Goodwill MOOCs Surpass All Others for Enrollment. Why? They Provide What THEIR Customers Need: Job Training
Many education writers and bloggers, including yours truly, have predicted that MOOCs (Massive Open Online Courses) would someday replace the traditional post-secondary offerings, But like many others, I was completely surprised to read that Goodwill— yes, THAT Goodwill that sells used clothing— has the second most robust MOOC program in the world! Why? Because while start-ups like Udacity, edX and Coursera all fought over the traditional post secondary market, Goodwill seized the larger and more urgent market: those seeking fundamental job skills. As Brandon Busteed of Forbes writes:
…there’s good reason to believe it could quickly surpass all MOOCs in total users. Why? It’s simple. Goodwill got the premise right. And that premise is all about jobs. It’s providing the education and skills that help move people from unemployed to employed, from a low-paying job to a higher-paying one, from a bad or average job to a good job.
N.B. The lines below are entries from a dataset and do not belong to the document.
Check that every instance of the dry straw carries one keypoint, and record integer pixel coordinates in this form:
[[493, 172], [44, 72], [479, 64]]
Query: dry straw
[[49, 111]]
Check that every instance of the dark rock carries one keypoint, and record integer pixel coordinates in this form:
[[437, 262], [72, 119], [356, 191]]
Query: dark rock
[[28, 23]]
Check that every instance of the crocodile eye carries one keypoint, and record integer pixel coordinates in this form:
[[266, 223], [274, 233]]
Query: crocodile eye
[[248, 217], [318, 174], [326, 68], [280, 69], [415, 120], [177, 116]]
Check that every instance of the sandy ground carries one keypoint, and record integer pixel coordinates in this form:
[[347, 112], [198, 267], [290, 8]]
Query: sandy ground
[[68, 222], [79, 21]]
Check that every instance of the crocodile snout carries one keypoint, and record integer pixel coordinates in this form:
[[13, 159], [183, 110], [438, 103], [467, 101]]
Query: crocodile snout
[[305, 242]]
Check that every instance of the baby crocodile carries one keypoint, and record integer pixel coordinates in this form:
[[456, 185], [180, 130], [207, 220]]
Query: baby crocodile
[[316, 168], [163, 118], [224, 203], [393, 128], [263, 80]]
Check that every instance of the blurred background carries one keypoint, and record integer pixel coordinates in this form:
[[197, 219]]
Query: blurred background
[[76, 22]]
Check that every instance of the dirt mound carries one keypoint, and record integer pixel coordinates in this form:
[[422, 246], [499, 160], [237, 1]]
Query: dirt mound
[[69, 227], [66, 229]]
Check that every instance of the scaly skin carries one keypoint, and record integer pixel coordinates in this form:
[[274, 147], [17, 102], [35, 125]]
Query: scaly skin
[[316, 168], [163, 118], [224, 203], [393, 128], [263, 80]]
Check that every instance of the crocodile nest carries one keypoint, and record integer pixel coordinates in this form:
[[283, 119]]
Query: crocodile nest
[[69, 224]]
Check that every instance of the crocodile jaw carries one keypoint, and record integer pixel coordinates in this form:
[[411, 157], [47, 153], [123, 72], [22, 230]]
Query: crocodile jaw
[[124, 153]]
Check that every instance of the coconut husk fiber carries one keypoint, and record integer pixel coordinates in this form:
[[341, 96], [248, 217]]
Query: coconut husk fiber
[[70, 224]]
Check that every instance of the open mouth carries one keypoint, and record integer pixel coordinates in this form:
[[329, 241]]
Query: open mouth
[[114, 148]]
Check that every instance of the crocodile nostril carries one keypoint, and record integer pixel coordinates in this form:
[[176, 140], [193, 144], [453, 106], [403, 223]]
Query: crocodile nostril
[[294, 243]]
And in our country, unemployed and under-employed workers all agree that getting a job that pays well and offers benefits is the way to get off the treadmill of pointless and low-paying work… and that getting job skills is essential to securing a better job! And the good news from my perspective as one who sees the world through the lens of social justice, Goodwill, unlike its competitors, is not interested in profit:
Goodwill’s entire focus, though, is a market of people who arguably have both the highest degree of motivation and the least means of accomplishing their goals. Their model may be the ultimate application of the MOOC educational model – free courses for those who desperately want jobs and can’t afford to pay for education or training. If Goodwill and its donors and partners can find ways to sustain offering their courses for free to those who need them most around the world, they will most certainly become the world’s biggest MOOC.
I wish them well, and hope that the Federal government, who seems to feel free to bail out and /or support profiteering private post-secondary schools, might find a way to support Goodwill’s MOOCs.